Foundations and Scoping of Data Science
M. Tamer Özsu
TL;DR
This paper presents an inclusive, end-to-end framing of data science, arguing that it rests on four core pillars—Data Engineering, Data Analytics, Data Protection, and Data Ethics—interacting with diverse application domains. It advocates a process-driven data science lifecycle that emphasizes data preparation, governance, provenance, and responsible deployment, and it anchors system design with reference architectures like NBDRA while recognizing multi-layer security and privacy challenges. By surveying applications across sustainability, energy, biomedicine, health, digital humanities, and finance, the work demonstrates data science' broad reach and the critical need for interoperability and interdisciplinarity.
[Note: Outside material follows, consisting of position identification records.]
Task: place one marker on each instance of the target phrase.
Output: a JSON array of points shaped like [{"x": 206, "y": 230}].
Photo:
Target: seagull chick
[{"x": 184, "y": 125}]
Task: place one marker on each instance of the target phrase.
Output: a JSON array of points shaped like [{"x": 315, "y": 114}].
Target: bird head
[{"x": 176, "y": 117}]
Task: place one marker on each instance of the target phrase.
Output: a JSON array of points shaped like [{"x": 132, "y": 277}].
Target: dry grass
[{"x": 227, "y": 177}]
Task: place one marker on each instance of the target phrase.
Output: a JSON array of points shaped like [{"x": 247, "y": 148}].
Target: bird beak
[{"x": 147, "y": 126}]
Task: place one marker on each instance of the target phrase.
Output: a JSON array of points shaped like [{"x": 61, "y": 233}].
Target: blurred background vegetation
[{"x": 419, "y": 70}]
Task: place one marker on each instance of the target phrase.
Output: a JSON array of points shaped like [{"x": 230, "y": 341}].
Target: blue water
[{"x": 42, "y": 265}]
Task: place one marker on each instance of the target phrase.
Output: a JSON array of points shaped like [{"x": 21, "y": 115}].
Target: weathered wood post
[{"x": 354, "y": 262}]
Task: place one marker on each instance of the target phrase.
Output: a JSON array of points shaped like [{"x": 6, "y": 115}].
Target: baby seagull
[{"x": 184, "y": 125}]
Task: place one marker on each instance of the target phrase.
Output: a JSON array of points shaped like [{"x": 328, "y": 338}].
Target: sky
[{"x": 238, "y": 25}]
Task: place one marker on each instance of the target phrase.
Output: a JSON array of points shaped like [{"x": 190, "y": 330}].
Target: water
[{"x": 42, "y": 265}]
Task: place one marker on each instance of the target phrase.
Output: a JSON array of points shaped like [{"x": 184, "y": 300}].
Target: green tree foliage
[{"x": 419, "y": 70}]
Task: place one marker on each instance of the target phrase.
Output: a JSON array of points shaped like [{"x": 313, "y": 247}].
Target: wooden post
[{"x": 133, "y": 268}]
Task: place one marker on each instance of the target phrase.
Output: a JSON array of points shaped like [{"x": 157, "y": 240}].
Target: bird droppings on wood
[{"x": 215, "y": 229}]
The proposed framework aims to unify the field, guide policy and education, and catalyze cross-domain collaboration to realize data-driven decision making at scale.
Abstract
There has been an increasing recognition of the value of data and of data-based decision making. As a consequence, the development of data science as a field of study has intensified in recent years. However, there is no systematic and comprehensive treatment and understanding of data science. This article describes a systematic and end-to-end framing of the field based on an inclusive definition. It identifies the core components making up the data science ecosystem, presents its lifecycle modeling the development process, and argues its interdisciplinarity.